There are a number of complications associated with eczema:

Bacterial Infections

Bacterial infection is almost inevitable in atopic eczema. This may cause a flare up of symptoms and signs of eczema. Most patients with active eczema will carry Staphylococcus aureus on the skin. Sometimes yellow crusting is seen as with impetigo but more frequently the skin only shows erosions. This bacteria may cause a flare up of itching and inflammation.

Treating the colonization helps with the control of eczema. The use of Bactroban cream in the nose and perineum at night for 5-7 days will suppress staph carriage for some time. If involvement of the skin is localized topical antibiotics such as Mupirocin (Bactroban) or Fucidic acid (Fucidin) are useful. Systemic antibiotics are best if there is extensive skin involvement.

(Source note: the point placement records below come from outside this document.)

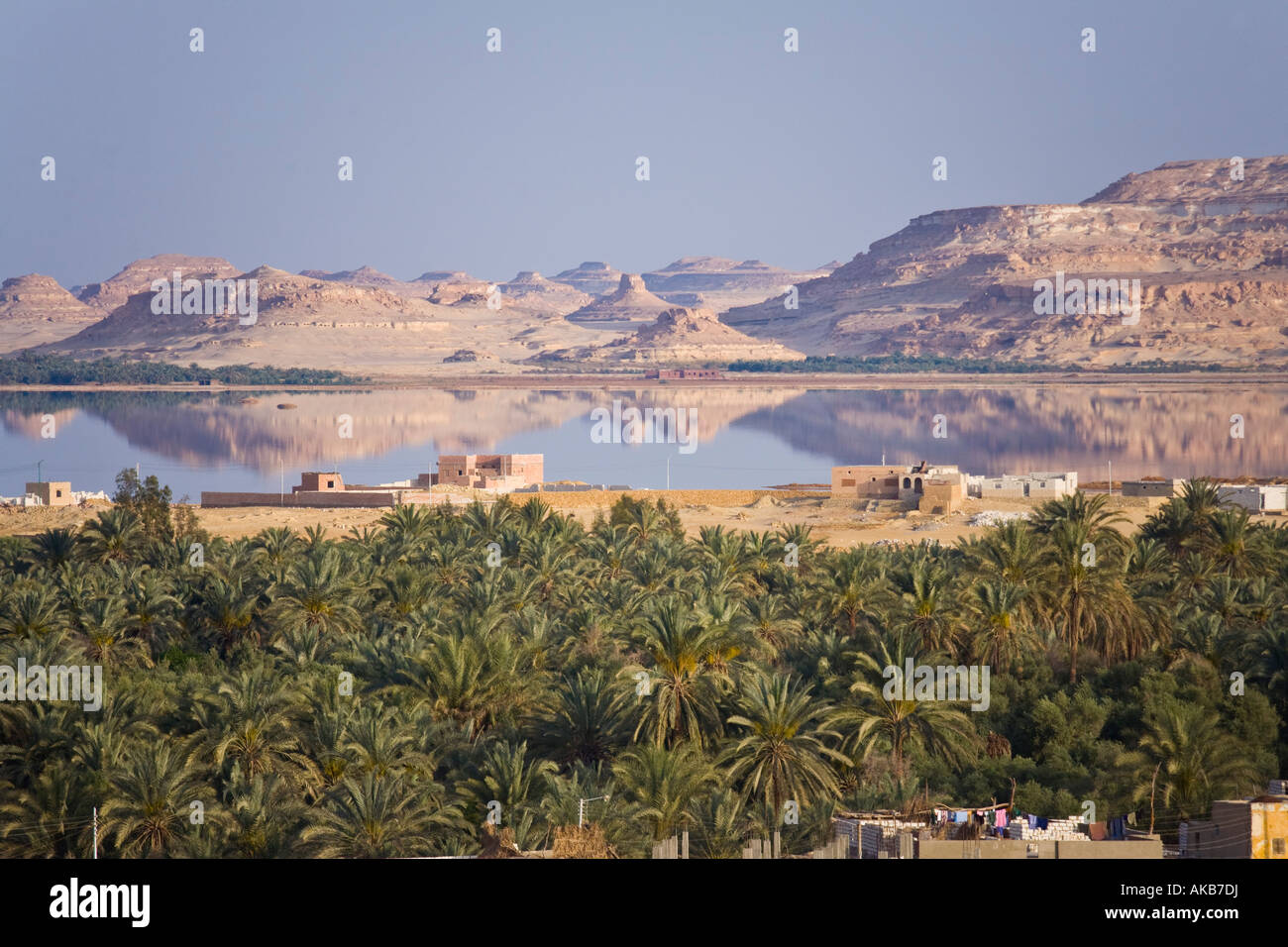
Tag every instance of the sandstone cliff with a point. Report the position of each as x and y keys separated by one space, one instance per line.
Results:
x=1207 y=252
x=35 y=309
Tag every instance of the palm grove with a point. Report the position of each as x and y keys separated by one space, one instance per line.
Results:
x=378 y=693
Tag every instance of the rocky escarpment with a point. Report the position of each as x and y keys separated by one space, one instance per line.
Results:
x=1206 y=252
x=140 y=274
x=681 y=337
x=532 y=291
x=591 y=277
x=630 y=303
x=35 y=309
x=722 y=283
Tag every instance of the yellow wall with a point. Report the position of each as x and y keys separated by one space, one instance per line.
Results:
x=1269 y=822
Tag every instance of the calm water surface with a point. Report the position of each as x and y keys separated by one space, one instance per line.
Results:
x=746 y=436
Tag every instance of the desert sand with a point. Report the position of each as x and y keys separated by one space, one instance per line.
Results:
x=838 y=525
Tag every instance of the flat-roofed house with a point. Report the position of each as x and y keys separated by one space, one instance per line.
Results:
x=1254 y=499
x=53 y=492
x=502 y=472
x=931 y=487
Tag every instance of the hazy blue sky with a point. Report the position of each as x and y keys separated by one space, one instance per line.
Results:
x=526 y=158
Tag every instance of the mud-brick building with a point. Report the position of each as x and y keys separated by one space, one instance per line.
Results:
x=53 y=492
x=930 y=487
x=1240 y=828
x=502 y=472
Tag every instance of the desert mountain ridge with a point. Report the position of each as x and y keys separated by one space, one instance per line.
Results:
x=1201 y=249
x=1197 y=248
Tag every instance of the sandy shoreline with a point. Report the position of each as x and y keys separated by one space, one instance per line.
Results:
x=837 y=523
x=838 y=380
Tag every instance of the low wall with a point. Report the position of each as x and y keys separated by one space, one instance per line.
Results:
x=320 y=499
x=1043 y=848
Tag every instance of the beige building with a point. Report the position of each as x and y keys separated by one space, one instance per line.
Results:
x=932 y=488
x=1153 y=488
x=502 y=472
x=1239 y=828
x=53 y=492
x=1037 y=486
x=1254 y=499
x=314 y=480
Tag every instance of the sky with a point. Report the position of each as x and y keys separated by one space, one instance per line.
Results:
x=526 y=158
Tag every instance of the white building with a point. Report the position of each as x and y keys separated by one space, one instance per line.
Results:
x=1042 y=486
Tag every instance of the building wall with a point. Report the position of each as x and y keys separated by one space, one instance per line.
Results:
x=314 y=480
x=1269 y=499
x=1163 y=488
x=53 y=492
x=867 y=482
x=1039 y=848
x=1269 y=828
x=313 y=499
x=473 y=470
x=943 y=495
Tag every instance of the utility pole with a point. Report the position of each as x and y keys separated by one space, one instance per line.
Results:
x=1153 y=785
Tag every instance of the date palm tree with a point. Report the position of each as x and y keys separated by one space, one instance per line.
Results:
x=1000 y=626
x=784 y=753
x=664 y=783
x=150 y=806
x=884 y=719
x=378 y=818
x=686 y=686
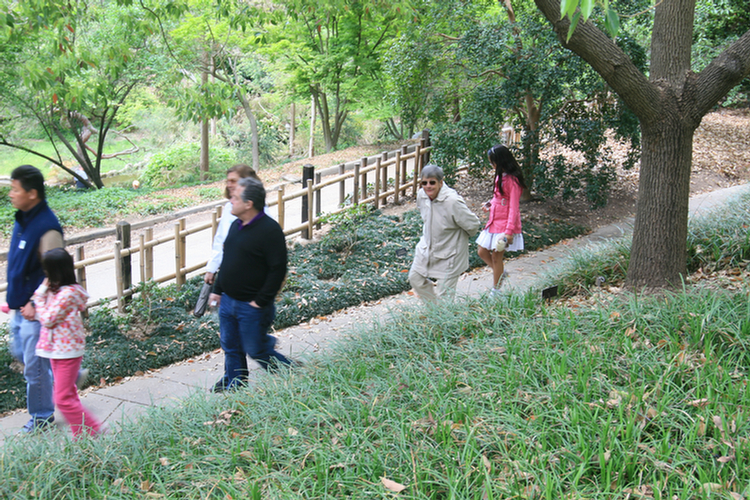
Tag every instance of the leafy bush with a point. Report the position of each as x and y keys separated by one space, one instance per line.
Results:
x=181 y=165
x=363 y=257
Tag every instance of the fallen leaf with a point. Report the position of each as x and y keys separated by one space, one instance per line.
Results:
x=699 y=403
x=392 y=485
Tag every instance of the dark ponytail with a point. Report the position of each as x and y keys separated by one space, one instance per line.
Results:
x=504 y=162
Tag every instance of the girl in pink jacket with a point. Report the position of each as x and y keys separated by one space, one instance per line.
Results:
x=503 y=229
x=59 y=301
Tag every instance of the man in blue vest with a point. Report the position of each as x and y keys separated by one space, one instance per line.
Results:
x=36 y=231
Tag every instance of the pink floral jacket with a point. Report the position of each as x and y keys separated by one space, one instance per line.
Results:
x=62 y=335
x=505 y=216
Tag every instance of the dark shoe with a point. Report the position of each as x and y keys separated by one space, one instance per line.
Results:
x=221 y=386
x=82 y=378
x=37 y=424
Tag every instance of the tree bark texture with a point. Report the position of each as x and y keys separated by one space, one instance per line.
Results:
x=670 y=105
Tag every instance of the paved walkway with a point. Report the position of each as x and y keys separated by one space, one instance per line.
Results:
x=124 y=401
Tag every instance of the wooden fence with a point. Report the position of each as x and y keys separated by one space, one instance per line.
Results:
x=371 y=183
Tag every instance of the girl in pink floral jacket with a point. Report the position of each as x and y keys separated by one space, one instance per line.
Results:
x=59 y=301
x=503 y=229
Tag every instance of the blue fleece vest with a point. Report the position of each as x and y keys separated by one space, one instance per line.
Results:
x=25 y=272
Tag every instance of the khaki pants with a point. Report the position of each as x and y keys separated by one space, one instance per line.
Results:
x=430 y=291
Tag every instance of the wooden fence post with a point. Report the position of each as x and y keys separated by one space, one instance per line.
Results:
x=118 y=276
x=355 y=187
x=342 y=185
x=280 y=206
x=310 y=214
x=125 y=281
x=417 y=158
x=377 y=183
x=81 y=275
x=318 y=201
x=177 y=256
x=142 y=242
x=363 y=181
x=396 y=179
x=384 y=177
x=404 y=161
x=308 y=173
x=215 y=216
x=427 y=144
x=149 y=257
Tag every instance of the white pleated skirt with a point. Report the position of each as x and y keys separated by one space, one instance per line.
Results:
x=488 y=240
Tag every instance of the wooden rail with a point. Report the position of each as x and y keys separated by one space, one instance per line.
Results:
x=361 y=193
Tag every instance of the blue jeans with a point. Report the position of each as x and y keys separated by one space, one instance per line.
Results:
x=244 y=332
x=24 y=335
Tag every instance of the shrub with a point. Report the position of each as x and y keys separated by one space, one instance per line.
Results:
x=181 y=165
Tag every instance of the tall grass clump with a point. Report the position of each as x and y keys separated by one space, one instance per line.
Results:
x=507 y=398
x=721 y=239
x=717 y=240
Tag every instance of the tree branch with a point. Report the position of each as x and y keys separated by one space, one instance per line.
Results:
x=725 y=72
x=606 y=58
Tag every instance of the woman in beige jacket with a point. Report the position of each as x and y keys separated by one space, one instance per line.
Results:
x=443 y=250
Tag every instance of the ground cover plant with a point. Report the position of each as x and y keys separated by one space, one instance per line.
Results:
x=512 y=398
x=717 y=241
x=364 y=256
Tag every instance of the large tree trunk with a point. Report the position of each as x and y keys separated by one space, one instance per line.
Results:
x=254 y=138
x=670 y=105
x=659 y=249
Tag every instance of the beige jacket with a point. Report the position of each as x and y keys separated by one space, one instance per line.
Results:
x=443 y=249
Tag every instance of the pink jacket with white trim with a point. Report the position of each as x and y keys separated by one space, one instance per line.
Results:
x=505 y=215
x=62 y=335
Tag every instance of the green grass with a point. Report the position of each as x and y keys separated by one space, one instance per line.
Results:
x=617 y=396
x=10 y=158
x=104 y=207
x=718 y=240
x=358 y=260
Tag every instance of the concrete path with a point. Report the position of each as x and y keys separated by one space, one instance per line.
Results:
x=122 y=402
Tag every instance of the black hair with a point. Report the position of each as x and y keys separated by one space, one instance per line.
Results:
x=504 y=162
x=30 y=178
x=243 y=170
x=253 y=190
x=59 y=267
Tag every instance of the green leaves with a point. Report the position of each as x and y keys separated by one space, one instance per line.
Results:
x=577 y=9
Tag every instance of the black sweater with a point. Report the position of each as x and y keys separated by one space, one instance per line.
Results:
x=254 y=263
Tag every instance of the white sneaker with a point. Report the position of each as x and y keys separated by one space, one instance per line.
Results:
x=82 y=378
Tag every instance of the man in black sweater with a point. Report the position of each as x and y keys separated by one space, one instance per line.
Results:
x=252 y=272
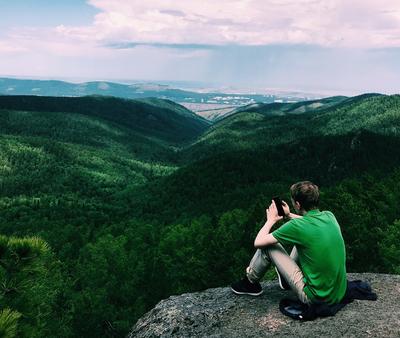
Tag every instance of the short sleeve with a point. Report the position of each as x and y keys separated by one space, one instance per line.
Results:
x=288 y=233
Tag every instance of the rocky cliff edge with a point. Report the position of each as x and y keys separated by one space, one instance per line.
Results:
x=219 y=313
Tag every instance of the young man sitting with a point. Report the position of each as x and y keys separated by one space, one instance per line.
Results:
x=315 y=269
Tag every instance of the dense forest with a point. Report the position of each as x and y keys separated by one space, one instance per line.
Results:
x=108 y=205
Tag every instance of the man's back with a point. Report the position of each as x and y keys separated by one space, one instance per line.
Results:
x=321 y=251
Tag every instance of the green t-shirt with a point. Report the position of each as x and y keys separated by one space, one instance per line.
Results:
x=322 y=254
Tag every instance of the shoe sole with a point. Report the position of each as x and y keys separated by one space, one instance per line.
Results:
x=280 y=280
x=247 y=293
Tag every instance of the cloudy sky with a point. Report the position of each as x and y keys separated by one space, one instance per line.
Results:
x=336 y=46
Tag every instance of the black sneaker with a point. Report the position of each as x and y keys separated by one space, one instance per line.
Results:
x=282 y=281
x=245 y=287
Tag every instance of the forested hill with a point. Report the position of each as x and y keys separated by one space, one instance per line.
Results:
x=152 y=117
x=275 y=124
x=140 y=200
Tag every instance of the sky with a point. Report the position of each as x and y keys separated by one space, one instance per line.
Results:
x=327 y=46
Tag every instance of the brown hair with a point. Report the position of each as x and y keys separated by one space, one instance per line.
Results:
x=306 y=193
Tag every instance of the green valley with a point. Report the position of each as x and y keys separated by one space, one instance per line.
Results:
x=142 y=199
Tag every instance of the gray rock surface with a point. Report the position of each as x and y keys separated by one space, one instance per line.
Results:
x=219 y=313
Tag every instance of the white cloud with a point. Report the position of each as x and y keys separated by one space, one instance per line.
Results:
x=333 y=23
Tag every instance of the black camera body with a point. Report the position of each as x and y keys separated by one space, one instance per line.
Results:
x=279 y=205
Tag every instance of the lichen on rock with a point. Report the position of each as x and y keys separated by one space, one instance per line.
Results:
x=220 y=313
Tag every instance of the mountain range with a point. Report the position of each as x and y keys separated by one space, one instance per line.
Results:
x=140 y=199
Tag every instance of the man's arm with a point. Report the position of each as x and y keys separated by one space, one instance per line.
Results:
x=264 y=238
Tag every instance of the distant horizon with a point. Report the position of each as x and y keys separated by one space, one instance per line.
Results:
x=330 y=47
x=192 y=85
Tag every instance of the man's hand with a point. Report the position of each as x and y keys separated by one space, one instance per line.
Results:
x=272 y=213
x=286 y=208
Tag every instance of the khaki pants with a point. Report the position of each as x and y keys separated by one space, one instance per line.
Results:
x=287 y=266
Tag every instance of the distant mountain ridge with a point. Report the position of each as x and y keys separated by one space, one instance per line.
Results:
x=156 y=117
x=199 y=100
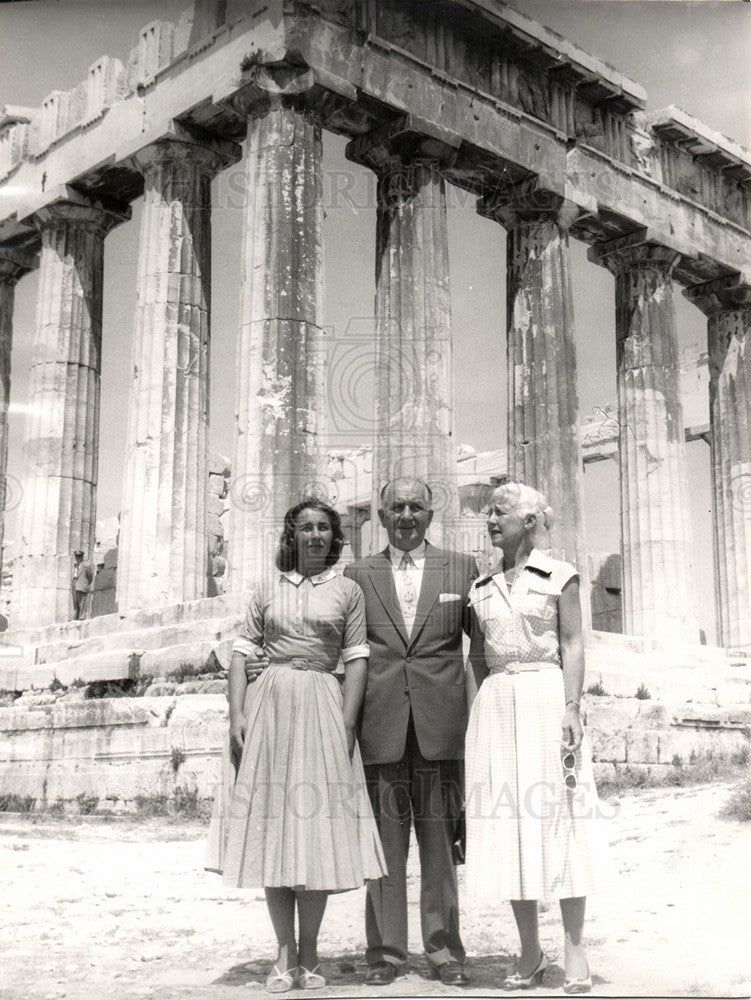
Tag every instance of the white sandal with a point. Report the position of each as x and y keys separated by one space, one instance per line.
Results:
x=280 y=982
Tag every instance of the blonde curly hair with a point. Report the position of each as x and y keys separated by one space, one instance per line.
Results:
x=527 y=500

See also:  Bacterial Infections

Viral Infections – Herpes Simplex

Infection with herpes simplex in atopic dermatitis is called Kaposi’s varicelliform or eruption of eczema herpeticum. This occurs when there is active atopic dermatitis. There is a sudden outbreak of small pustules and vesicles. They frequently erupt. There is often secondary crusting. There are hemorrhagic areas that become eroded and painful. There are punched out ulcers that are quite distinctive. At times this outbreak can be very localized although it may spread to involve the whole face, chest or arms. Very occasionally it can become generalized. Secondary staphylococcus is very common. When this is extensive it can be potentially life threatening.

Treatment:

Treatment of this involves discontinuation of topical steroids. Tepid water compresses on the affected area can be helpful. Treating the secondary staphylococcus infection with antibiotics such as cloxacillin is vital. The use of oral anti-viral medications such as Acyclovir and Famciclovir or Valacyclovir is also beneficial.

See also:  Herpes

Molluscum Contagiosum

This is a pox virus infection. It is much more common in eczema and is often more extensive that in non-atopics. Cryotherapy with liquid nitrogen is preferred treatment by some.

Warts

Warts are more common in people that have eczema.

See also  Warts

Fungal Infections

Fungal infections are also common in patients that have eczema.

Allergy to Topical Treatments Including:

  • Medication
  • Topical steroid creams
  • Perfumes
  • Preservative

Alternative Therapy Complications:

The risk of hepatotoxicity is documented. There is a case reported of a dilated cardiomyopathy with this.